I'm a big fan of workplace 401(k) retirement plans. My 401(k) is the largest investment I own. And I'm convinced that part of the reason for the wealth gap in this country is the availability of 401(k)-style retirement plans for the "have" segment and the lack of such programs for the "have-nots."
So when yet another survey touting the benefits of 401(k)s came out this month, I initially gave it little thought. This one, from Wells Fargo Advisors, like many before it, underscored the positive impact that 401(k) plans can have. Among the 1,200-plus adults interviewed, those with a 401(k)-type plan reported $87,000 in median savings, compared with $10,000 for those lacking access.
"The most glaring difference to me lies in how much people with access have saved for retirement, comparatively," said Joe Ready, head of Wells Fargo Institutional Retirement & Trust, in a statement.
All of which leads to the natural conclusion that having access to a workplace retirement plan is the key to financial success. But that's not necessarily the case.
Anyone with a regular paycheck actually could fare at least as well, and possibly better, investing outside a 401(k) plan ... assuming they mimic the ongoing saving habits of 401(k) investors. Don't think so? Consider how these common benefits of 401(k)s really shake out:
When most people invest in a 401(k), the money goes in on a pretax basis and grows tax-sheltered until withdrawn. This is a nice tax break. Nevertheless, when the money comes out, it will be taxed as ordinary income. If you instead invest outside of a 401(k) plan in a low-cost, tax-efficient index mutual fund or exchange-traded fund, your earnings would be mostly or entirely tax-deferred until withdrawn, when possibly much lower capital-gains rates would apply.
In general, withdrawals from 401(k) accounts made prior to age 59½ trigger a 10% tax penalty, along with the regular tax bite. There are some ways to skirt this penalty, but no penalty applies on non-retirement accounts.
Eventually, the money in a traditional 401(k) plan will need to come out and taxes will have to be paid. These withdrawals can gunk up the rest of your finances. In particular, if you start making large 401(k) withdrawals while drawing monthly Social Security benefits, the former could be high enough to make some of the latter taxable. If you instead use a non-401(k) investment, you have much greater flexibility in deciding whether, and when, to make withdrawals.

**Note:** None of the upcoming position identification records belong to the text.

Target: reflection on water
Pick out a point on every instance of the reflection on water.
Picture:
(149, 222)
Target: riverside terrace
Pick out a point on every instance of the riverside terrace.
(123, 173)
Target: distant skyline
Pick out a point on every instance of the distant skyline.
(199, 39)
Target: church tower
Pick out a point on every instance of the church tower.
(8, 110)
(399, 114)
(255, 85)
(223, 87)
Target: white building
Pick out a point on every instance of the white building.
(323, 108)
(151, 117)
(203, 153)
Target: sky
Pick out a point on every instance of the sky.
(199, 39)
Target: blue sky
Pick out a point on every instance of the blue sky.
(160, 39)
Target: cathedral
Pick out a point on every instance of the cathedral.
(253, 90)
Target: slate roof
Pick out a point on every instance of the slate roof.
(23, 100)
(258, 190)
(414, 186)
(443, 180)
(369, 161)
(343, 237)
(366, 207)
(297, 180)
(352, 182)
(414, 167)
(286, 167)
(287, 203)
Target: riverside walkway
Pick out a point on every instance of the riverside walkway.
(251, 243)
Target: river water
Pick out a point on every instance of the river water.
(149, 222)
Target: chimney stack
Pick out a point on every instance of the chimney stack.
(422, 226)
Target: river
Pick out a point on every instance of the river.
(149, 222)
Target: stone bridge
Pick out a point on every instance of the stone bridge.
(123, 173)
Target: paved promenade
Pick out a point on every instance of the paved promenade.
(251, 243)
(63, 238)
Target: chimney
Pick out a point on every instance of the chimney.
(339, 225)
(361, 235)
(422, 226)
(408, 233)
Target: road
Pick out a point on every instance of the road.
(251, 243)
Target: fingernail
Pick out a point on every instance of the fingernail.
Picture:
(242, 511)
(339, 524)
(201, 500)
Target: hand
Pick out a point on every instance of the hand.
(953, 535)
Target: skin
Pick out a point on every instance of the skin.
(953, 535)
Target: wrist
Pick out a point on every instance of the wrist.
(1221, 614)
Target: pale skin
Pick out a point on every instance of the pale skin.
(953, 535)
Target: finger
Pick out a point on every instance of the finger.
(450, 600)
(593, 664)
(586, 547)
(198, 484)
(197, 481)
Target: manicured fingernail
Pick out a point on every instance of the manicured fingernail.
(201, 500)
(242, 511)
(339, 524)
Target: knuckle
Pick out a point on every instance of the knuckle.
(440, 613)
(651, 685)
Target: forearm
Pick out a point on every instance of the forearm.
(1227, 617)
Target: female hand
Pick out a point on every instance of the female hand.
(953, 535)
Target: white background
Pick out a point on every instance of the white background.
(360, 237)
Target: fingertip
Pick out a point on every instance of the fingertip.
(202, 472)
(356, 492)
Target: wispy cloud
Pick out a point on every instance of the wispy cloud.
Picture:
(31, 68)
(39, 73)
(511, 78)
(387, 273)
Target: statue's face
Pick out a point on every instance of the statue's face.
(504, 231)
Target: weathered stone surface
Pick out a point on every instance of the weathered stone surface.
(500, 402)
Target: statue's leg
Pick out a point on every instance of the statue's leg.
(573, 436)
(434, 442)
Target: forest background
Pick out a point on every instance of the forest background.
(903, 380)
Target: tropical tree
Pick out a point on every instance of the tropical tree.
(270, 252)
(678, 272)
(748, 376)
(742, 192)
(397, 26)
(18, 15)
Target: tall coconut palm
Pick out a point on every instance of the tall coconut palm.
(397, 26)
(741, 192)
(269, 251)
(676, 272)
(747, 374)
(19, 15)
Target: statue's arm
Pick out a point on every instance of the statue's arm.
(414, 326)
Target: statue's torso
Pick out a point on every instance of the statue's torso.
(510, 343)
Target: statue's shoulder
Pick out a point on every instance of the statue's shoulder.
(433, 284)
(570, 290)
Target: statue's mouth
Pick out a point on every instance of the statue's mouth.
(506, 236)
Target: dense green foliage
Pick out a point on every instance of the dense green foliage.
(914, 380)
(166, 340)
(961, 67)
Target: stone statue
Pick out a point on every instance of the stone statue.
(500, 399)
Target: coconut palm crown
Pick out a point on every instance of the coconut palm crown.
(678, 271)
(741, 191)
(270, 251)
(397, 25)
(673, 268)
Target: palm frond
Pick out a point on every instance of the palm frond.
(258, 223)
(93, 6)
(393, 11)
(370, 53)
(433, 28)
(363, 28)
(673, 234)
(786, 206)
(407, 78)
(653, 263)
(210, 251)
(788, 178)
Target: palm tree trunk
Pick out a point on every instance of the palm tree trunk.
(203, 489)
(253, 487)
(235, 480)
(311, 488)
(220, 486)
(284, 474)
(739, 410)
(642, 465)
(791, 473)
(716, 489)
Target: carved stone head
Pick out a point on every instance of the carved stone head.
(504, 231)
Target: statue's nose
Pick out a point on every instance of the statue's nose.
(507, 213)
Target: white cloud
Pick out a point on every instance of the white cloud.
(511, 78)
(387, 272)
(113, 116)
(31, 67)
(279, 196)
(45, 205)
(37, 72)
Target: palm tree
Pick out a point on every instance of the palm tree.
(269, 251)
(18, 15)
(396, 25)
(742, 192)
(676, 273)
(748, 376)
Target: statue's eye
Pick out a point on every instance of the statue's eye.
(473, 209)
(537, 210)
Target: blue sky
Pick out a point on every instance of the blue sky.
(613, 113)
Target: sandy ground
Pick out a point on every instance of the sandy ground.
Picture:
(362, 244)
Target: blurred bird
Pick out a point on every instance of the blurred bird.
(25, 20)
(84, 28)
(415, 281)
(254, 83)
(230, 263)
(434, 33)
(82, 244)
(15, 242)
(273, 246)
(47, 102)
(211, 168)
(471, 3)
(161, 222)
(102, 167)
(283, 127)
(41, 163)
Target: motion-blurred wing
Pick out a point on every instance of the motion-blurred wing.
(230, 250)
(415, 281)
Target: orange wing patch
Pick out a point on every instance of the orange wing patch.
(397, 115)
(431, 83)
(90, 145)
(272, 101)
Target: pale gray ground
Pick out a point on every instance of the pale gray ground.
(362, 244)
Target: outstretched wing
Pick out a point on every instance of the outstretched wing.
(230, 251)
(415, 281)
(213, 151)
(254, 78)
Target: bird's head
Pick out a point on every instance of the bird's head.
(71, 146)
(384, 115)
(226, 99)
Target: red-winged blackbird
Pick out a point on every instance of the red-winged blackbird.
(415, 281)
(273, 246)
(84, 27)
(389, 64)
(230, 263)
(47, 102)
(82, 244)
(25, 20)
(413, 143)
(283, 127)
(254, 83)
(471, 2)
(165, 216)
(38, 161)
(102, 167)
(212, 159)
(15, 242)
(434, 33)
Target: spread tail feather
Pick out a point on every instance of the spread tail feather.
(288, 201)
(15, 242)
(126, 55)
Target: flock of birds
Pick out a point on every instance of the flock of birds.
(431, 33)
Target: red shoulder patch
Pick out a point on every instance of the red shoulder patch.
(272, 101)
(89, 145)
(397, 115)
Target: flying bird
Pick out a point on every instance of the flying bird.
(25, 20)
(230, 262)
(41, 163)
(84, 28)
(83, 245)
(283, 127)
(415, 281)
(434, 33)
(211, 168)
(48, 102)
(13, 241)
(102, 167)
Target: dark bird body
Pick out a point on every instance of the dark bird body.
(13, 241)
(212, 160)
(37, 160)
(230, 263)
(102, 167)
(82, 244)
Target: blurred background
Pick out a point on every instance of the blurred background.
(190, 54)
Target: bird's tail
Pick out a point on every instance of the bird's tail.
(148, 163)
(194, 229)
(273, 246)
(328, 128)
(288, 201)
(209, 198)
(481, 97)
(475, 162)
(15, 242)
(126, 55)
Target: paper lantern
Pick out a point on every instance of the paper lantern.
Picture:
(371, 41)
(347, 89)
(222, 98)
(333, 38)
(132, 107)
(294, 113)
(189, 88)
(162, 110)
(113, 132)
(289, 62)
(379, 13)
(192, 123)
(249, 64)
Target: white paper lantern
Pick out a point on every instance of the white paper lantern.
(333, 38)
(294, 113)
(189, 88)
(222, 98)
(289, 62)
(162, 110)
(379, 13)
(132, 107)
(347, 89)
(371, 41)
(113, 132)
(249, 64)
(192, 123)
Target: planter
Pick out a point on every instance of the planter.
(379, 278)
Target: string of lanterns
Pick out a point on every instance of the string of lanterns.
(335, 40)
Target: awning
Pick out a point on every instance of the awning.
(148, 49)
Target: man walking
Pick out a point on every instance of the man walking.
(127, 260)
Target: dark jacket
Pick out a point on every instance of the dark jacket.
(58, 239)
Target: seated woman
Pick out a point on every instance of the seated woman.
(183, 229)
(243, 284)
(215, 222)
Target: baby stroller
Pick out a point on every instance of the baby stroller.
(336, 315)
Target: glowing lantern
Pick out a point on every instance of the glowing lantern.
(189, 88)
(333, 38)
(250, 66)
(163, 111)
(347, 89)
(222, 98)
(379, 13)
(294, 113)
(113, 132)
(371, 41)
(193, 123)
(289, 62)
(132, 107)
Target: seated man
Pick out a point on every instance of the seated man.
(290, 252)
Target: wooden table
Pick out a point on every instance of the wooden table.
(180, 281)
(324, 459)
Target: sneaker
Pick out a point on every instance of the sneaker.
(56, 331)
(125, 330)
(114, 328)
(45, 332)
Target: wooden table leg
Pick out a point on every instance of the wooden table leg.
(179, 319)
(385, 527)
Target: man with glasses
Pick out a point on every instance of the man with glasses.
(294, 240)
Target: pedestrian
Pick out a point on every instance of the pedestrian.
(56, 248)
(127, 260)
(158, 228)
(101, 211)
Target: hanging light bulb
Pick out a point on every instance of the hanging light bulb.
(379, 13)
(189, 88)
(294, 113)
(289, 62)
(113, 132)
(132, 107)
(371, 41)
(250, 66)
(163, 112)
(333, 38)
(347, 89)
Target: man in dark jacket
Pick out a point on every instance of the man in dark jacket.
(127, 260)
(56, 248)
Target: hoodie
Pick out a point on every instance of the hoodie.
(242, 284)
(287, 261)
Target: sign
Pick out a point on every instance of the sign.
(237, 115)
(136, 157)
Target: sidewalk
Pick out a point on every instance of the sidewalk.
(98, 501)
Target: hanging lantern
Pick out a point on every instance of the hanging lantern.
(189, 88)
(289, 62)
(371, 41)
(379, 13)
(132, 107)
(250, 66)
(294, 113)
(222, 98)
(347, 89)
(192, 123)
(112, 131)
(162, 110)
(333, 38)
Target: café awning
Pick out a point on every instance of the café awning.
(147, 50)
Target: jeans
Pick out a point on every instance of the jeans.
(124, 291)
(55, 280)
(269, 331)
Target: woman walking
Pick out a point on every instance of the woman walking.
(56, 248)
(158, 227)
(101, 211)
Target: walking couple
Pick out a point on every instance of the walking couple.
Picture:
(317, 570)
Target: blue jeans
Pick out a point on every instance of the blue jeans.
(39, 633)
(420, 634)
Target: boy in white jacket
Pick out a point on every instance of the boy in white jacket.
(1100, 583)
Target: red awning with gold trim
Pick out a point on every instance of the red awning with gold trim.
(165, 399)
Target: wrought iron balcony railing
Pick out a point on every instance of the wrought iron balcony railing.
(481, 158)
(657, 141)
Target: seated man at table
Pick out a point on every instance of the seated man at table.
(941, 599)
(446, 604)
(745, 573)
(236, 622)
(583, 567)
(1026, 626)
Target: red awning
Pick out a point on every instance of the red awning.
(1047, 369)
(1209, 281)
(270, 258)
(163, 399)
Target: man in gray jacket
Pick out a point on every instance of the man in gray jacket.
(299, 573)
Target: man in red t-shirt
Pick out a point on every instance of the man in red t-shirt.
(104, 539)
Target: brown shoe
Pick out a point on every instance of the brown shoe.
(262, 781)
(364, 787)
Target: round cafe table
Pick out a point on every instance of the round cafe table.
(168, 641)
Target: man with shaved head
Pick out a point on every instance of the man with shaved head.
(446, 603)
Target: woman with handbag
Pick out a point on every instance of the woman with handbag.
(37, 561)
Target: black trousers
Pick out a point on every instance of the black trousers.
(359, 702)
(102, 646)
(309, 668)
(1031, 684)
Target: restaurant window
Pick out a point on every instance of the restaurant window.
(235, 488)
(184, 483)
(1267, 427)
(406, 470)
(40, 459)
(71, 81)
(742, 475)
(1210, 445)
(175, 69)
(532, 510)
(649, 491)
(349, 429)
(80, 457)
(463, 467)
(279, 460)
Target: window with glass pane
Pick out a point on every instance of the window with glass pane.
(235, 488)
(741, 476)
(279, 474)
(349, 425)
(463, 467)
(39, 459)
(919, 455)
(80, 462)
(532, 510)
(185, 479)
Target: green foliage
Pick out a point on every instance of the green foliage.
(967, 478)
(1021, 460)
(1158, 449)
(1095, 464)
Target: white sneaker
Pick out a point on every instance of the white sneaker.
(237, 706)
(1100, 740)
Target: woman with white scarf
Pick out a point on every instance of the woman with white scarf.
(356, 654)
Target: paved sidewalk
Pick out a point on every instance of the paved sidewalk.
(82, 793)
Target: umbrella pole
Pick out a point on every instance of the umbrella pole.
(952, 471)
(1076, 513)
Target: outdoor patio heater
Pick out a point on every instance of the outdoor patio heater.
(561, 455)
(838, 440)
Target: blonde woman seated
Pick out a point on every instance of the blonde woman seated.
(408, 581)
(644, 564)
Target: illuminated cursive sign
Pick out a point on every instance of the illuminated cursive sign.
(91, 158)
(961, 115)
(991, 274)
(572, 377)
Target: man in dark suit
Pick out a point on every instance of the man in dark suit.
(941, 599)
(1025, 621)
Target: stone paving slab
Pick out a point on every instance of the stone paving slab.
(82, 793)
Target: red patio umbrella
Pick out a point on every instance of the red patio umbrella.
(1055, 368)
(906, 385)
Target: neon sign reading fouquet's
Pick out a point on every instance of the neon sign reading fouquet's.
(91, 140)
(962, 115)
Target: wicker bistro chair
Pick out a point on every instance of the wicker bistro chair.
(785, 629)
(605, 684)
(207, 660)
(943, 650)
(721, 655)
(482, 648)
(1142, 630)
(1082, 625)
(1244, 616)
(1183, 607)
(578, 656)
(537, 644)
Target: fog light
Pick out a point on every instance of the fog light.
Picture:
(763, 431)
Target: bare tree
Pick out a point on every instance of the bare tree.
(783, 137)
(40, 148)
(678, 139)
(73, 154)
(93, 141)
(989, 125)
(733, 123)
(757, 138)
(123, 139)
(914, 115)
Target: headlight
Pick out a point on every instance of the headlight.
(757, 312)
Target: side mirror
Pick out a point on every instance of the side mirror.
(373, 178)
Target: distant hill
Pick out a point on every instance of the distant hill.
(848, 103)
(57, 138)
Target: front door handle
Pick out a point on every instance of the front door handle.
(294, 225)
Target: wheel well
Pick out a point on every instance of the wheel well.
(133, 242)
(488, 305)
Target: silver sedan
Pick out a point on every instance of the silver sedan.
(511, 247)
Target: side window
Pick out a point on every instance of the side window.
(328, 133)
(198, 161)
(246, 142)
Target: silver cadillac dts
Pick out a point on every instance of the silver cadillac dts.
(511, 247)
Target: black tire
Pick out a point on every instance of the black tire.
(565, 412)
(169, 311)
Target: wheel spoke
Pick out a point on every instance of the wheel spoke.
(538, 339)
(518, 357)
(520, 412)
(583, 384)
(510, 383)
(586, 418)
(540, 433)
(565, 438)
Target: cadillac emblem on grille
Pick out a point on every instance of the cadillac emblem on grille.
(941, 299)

Some 401(k) plans offer a wide lineup of investments, but they won't exceed what you can find on your own. On average, 401(k) plans offer 19 mutual funds or other choices, according to the Plan Sponsor Council of America. Meanwhile, investors outside of 401(k)s have thousands to choose from.
Employer matching funds
This is the one unequivocal advantage of 401(k) plans compared with investing on your own. Many companies offer up to several thousand dollars a year to encourage workers to participate. The most common match cited by PSCA research is 50 cents on the dollar, covering the first 6% of pay. It's free money. However, matching funds are nice, but they usually represent only a modest slice of an account's balance.
So what's the most valuable benefit of 401(k)s? I think it's the ability to have money regularly deducted from each paycheck and invested automatically. The Wells Fargo report touched on this. "The power of automated, systematic saving and investing for retirement through payroll deductions works," Ready said.
But this is not a feature unique to 401(k)s — hundreds of mutual-fund groups and other investment companies will gladly set you up with automatic investing from each paycheck or your checking account.
So if you don't have 401(k) coverage at work, all is not lost. But it does take effort and discipline to set up an automated, long-term investment plan, stick with it and not touch the money too often.